De todas formas, parece (por que no has puesto fotos y mi bola de cristal hoy no funciona) una reparación bastante simple.

PD: Para la proxima, te va a salir mas barato ponerle un bozal al perro.... o enseñarle a manejar para que juegue sin romperlo.


----------



## tomieps (Oct 28, 2015)

Dr. Zoidberg dijo:


> Hay algunas casa de computación que tienen talleres propios para algunas reparaciones de PC. Si no tenés algún técnico de confianza como te han recomendado, podrías buscar una de estas casas...
> De todas formas, parece (por que no has puesto fotos y mi bola de cristal hoy no funciona) una reparación bastante simple.
> 
> PD: Para la proxima, te va a salir mas barato ponerle un bozal al perro.... o enseñarle a manejar para que juegue sin romperlo.

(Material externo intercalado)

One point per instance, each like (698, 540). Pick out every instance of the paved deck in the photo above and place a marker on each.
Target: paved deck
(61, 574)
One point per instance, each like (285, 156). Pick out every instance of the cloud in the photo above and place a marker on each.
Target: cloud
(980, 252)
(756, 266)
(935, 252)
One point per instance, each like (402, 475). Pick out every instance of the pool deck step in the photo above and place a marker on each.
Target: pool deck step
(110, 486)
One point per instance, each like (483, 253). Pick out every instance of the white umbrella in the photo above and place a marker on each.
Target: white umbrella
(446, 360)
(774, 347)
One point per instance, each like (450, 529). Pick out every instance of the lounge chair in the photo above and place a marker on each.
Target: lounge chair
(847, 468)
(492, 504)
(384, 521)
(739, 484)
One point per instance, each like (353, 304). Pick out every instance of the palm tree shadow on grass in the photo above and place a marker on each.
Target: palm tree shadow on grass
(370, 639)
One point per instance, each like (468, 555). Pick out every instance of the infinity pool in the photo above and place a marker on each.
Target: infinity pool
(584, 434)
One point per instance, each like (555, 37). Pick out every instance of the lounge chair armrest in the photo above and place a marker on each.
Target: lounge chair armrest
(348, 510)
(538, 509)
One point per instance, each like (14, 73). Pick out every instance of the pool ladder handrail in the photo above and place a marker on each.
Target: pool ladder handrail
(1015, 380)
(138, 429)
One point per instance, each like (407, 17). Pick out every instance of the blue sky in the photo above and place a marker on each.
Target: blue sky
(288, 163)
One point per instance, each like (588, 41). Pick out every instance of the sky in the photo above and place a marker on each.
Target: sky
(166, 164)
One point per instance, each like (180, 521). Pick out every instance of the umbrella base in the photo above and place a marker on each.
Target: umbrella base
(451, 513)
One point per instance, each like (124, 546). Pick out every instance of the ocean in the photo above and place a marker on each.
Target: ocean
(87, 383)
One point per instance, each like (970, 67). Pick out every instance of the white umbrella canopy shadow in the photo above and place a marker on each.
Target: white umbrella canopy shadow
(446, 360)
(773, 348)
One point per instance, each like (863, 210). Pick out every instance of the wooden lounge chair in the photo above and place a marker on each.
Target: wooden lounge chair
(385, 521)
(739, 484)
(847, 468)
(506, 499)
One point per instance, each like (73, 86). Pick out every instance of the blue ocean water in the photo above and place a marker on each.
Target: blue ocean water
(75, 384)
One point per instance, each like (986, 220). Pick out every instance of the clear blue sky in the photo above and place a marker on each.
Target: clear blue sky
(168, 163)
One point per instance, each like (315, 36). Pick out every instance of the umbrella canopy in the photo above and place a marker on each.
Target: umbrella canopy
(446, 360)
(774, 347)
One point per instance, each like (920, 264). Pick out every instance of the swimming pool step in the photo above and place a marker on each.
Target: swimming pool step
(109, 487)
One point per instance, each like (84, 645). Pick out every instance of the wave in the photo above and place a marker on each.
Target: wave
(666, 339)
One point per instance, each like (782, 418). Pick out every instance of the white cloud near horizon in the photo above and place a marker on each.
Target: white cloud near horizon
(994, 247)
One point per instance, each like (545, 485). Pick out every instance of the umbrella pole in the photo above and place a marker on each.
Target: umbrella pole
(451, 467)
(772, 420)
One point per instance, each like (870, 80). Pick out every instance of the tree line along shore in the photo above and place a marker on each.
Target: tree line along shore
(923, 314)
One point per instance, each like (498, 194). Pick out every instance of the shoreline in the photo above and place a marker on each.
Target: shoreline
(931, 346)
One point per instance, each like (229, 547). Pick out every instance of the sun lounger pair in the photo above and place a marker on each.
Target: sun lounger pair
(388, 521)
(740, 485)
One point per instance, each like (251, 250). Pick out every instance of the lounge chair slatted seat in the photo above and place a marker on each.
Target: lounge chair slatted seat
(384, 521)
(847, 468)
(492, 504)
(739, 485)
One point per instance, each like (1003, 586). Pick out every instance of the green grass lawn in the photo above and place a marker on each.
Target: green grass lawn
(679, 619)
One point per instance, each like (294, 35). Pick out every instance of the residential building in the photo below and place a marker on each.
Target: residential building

Acabo de guardar el volante en el galpón, pero basicamente esta cortado el cable, aunque por lo que pude observar, lo noto diferente a cualquier cable usb común, ya que los "mini cables" de colores en el interior (o como se llamen), son mucho mas angostos y pequeños que los convencionales y estan recubiertos por una capa de "cobre gris", o lo que fuere. Seguramente me haya expresado tecnicamente mal y disculpa por dichas burradas, mis conocimientos de electronica son prácticamente nulos 

Muchas gracias!!!


----------



## DownBabylon (Oct 28, 2015)

usa un cable con conector usb nuevos, y lo soldas por dentro


----------



## hellfire4 (Oct 28, 2015)

DownBabylon dijo:


> usa un cable con conector usb nuevos, y lo soldas por dentro



A, mira, yo justamente hice en su momento algo parecido, aunque no tan elegante que digamos, Con un cable con ficha usb que tenía por ahí, corte en la parte fallada del otro cable a arreglar, y empleando la otra punta del cable con la ficha usb, pele con mucho ciudado los cablecidos de ambos extremos (operación delicada, que requiere mucha paciencia, dada la fragilidad de los cablecidos). Luego los empalme, y cerciorado, asegure las uniones, un poco de cinta aisladora para cada una de ellas, y luego envolví todo con más cinta, procurando que quedase firme

Algo así:










Claro, no tengo todas esas herramientas, apenas era unna trincheta chica para cortes finos, y una vulgar pinza alicate de pico largo de la caja de herramientas

Lo mismo hice una vez para recuperar unos parlantes con la ficha jack dañada. Tome unos auriculares de esos baratos  que estaba por ahí guardado (esos que hacen doler la cabeza, y dicen que hasta generan sordera). Le corte el cable, he hice un empalme similar, y quedo

Jhe, lo de los perros mordiendo cables lo había sentido, sobretodo con fuentes de notebooks


----------